The 17 cm mittlerer Minenwerfer (17 cm mMW).  This mortar was useful in destroying bunkers and field fortifications otherwise immune to normal artillery.  It was a muzzle-loading, rifled mortar that had a standard hydro-spring recoil system. It fired 50 kilogram (110 lb) HE shells, which contained far more explosive filler than ordinary artillery shells of the same calibre.  The low muzzle velocity allowed for thinner shell walls, hence more space for filler. Furthermore, the low velocity allowed for the use of explosives like Ammonium Nitrate-Carbon that were less shock-resistant than TNT, which was in short supply.  This caused a large number of premature detonations that made crewing the minenwerfer riskier than normal artillery pieces.  A new version of the weapon, with a longer barrel, was put into production at some point during the war.  It was called the 17 cm mMW n/A (neuer Art) or new pattern, while the older model was termed the a/A (alter Art) or old pattern.  In action the mMW was emplaced in a pit, after its wheels were removed, not less than 1.5 meters deep to protect it and its crew.  It could be towed short distances by four men or carried by 17.  Despite its extremely short range, the mMW proved to be very effective at destroying bunkers and other field fortifications. Consequently its numbers went from 116 in service when the war broke out to some 2,361 in 1918.

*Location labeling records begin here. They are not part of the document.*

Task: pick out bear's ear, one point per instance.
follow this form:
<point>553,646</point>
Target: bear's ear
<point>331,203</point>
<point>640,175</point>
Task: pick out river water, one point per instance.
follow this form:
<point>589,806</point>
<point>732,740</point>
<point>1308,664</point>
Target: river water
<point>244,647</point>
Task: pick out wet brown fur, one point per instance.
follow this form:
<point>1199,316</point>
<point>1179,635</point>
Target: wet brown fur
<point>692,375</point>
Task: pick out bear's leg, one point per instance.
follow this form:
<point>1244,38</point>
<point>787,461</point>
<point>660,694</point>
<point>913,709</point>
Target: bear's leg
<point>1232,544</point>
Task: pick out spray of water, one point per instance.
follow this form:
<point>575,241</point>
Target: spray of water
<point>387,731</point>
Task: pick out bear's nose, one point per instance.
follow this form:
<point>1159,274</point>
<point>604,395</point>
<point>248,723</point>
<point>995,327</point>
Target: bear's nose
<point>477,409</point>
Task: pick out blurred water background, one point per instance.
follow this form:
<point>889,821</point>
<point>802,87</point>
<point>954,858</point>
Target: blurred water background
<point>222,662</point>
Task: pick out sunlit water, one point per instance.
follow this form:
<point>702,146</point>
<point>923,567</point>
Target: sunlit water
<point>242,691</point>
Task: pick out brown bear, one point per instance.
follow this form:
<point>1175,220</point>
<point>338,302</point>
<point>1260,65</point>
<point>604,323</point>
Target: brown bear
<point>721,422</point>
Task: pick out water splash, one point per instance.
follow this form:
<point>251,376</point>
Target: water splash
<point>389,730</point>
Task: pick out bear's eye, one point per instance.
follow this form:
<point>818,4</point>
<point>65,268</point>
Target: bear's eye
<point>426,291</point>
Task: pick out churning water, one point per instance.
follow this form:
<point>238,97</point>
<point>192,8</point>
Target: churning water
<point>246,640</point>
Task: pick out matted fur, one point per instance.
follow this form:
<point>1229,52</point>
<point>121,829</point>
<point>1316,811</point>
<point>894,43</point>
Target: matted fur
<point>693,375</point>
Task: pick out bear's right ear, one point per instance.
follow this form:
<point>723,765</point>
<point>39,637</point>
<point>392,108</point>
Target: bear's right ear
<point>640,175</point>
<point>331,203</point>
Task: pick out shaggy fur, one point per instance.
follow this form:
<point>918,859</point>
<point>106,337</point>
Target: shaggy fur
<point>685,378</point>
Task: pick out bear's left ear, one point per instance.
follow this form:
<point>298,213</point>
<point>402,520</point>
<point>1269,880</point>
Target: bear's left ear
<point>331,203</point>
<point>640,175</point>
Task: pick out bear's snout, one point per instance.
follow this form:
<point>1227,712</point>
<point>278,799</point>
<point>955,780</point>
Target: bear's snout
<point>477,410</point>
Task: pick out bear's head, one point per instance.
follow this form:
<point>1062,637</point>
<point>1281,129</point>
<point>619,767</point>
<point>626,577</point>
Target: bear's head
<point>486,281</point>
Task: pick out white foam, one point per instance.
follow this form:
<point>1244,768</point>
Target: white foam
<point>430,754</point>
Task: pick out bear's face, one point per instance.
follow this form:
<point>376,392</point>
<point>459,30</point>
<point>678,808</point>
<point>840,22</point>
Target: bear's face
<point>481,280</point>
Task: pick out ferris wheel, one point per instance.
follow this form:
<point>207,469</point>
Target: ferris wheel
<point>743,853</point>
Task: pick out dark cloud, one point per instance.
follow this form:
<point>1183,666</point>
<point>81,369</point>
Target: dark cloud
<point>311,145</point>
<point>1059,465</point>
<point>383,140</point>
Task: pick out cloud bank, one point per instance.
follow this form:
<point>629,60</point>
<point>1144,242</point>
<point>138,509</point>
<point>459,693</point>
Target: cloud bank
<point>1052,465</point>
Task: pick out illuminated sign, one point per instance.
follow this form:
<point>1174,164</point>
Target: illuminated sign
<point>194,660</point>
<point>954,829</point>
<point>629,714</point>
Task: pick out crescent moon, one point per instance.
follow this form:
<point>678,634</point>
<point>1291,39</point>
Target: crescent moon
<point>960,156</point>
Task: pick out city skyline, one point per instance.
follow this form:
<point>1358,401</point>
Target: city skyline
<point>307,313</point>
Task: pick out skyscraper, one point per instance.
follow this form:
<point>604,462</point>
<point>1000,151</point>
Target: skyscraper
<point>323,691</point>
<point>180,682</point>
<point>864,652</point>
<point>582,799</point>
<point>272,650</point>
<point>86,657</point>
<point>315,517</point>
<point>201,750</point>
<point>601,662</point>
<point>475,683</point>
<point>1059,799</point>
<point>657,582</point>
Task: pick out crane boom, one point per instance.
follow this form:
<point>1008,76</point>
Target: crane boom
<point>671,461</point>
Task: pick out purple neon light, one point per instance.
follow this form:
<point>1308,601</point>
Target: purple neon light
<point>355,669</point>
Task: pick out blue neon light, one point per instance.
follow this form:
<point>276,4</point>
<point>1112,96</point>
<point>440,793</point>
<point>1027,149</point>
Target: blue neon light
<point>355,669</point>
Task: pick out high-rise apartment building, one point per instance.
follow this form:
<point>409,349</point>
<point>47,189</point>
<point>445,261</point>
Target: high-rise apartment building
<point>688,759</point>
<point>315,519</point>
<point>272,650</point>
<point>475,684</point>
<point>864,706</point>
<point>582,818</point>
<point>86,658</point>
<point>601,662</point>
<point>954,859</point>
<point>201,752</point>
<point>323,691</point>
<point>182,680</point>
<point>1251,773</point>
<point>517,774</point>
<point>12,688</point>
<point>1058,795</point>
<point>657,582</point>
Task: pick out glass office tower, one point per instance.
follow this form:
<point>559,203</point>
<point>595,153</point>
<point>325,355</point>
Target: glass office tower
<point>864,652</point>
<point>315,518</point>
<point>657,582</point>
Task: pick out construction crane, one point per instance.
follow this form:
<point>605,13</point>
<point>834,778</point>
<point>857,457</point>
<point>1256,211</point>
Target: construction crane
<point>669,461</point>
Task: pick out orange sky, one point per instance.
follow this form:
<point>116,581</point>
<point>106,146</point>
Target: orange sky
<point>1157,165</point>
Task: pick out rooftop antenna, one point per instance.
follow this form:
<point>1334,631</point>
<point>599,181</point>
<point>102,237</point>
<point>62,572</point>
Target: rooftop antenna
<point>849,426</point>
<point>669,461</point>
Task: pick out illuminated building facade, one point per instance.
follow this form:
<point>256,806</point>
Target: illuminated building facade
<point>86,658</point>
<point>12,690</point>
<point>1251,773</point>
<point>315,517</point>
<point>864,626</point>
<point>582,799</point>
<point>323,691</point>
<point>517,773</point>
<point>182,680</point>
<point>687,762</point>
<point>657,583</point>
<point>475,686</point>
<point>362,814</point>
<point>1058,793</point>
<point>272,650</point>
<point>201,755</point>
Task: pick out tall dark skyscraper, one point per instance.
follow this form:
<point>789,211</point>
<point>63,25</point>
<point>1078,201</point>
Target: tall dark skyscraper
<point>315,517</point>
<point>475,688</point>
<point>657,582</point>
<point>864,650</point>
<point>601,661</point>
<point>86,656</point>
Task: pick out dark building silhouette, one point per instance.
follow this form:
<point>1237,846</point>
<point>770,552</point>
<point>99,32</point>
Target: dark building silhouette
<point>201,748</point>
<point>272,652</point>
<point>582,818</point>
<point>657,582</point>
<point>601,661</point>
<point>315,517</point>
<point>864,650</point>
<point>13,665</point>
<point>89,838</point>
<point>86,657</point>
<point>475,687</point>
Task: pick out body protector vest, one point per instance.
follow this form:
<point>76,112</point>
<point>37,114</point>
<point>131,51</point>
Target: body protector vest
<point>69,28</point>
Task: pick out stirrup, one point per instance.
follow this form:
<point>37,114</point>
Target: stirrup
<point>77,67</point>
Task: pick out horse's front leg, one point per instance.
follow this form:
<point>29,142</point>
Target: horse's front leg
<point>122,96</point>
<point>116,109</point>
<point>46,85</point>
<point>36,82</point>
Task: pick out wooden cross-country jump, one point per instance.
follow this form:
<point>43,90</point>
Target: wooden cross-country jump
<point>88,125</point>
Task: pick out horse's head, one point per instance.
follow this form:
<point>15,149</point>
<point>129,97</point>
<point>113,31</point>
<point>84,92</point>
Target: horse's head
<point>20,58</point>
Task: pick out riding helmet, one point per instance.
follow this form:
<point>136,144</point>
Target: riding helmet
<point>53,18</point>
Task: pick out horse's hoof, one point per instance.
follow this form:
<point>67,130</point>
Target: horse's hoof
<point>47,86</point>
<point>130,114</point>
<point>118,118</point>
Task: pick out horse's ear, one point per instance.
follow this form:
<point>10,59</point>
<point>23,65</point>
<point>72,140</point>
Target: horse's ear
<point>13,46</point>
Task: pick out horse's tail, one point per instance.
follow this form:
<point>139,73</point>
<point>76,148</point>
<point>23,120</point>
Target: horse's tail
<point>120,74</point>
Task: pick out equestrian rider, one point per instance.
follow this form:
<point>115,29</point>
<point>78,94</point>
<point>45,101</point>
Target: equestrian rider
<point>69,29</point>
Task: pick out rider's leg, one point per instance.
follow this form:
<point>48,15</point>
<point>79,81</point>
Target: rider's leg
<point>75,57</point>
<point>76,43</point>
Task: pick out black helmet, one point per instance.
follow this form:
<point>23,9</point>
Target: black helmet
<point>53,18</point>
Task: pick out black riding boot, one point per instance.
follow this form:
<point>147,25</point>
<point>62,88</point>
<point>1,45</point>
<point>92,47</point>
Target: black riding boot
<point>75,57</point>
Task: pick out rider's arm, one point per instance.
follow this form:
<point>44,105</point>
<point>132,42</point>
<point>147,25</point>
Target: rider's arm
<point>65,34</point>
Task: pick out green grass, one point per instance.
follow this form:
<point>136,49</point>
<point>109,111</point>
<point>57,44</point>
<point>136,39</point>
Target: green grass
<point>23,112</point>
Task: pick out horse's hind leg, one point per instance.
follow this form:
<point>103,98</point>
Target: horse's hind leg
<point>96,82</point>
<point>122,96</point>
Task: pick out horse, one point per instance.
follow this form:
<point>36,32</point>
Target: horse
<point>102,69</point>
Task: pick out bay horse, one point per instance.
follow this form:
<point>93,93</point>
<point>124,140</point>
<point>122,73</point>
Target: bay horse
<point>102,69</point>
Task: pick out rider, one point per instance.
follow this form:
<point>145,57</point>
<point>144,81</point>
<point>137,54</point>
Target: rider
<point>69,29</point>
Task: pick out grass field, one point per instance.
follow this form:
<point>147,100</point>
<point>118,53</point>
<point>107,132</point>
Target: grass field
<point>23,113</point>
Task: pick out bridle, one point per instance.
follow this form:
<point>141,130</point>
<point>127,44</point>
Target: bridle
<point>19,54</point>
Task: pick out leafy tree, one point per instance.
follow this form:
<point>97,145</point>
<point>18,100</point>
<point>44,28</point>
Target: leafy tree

Edmundston, Fort Madawaska

A stockaded blockhouse constructed during the border crisis with the United States.  Also known as the Petit Sault Blockhouse.  It had a stone foundation with two upper floors made with cut logs.  The P’tit Sault Blockhouse consists of a strategic site on a rocky hillock, overlooking the confluence of the Saint John and the Madawaska Rivers in the City of Edmundston, crowned by the reconstructed P’tit Sault Blockhouse.  Constructed on this strategic hillock in 1841, the P’tit Sault Blockhouse Provincial Historic Site was one of a number of blockhouses, also referred to as forts, the original blockhouse was built as part of the British line of defence during the bloodless Aroostook War.  This conflict was the result of disputes over the border between the New Brunswick and the State of Maine in the early 1800’s. The war is referred to as ‘bloodless’ because of the lack of casualties on either the British or American sides.  It ended with the signing of the Webster-Ashburton Treaty in 1842.  The treaty settled the border conflict and divided the population of the Madawaska region between New Brunswick and the State of Maine.  The original fort was destroyed by lightning in August 1855.  A reproduction was built on site in 2001, located at 10-14 St-Jean Avenue.